How you should approach this is to use KDE, then if you wonder ,"hi would be nice if I could put the notifications on left side since my right eye is bad -> then you go and find the option and move the notifications ,
Installing KDE and trolling to all options is a insane thing to do, do you also install Firefox and go into about:config and set all this options as you prefer ? Or you use Ff then ask , hey would be cool if Ff won't do this annoying thing , then you search the option and hope to find it
You're right, there's a desktop environment for everyone! And the good thing is that it isn't the wild west anymore. Almost all the DEs out there follow the common standards that make every app behave well, no matter what DE you're running.
I'd recommend you to try KDE again. I run Arch Linux and KDE in my main work computer and I find the default config is awesome, there's no need to tweak anything, and it runs real fast (on the other hand I remember Kubuntu being slow). Of course, there are lots of advanced config settings, but there's no need to dig in. The default config is perfectly usable. Plus, the apps suite is where KDE really shines.
Whoa, that's awesome. I've used Plasma for a year now and I'm still doing Actions->Open Terminal Here like a dummy. Any other crazy feature tips?

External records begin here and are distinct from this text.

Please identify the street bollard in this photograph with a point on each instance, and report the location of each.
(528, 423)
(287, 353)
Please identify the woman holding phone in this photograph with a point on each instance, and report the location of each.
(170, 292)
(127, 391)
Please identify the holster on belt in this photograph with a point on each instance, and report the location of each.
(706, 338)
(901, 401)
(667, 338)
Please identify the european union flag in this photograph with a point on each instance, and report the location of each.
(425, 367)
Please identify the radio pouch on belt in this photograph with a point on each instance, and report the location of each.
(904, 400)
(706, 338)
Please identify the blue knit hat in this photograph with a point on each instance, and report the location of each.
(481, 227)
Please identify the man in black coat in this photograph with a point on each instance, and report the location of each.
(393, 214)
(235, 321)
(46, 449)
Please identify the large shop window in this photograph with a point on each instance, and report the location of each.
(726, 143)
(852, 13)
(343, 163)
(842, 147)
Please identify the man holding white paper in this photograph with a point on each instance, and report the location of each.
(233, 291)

Plasma is great by the way. I think KDE's general busy look and poor performance over the years have really hurt its reputation - I tried it on a fast machine a few years back and it was just confusing and slow. But right now, in 2018, Plasma is easily the best desktop environment for ergonomics, features, and polish. It's really amazing what they've done with it. I encourage anyone who's written off KDE, like I did for many years, to give it another shot.
I use the Zoom effect in KDE for accessibility reasons not for playing around, compositing gives you more then fire and magic lamp effects, like it can invert colors, dim inactive windows, some animation can improve UX.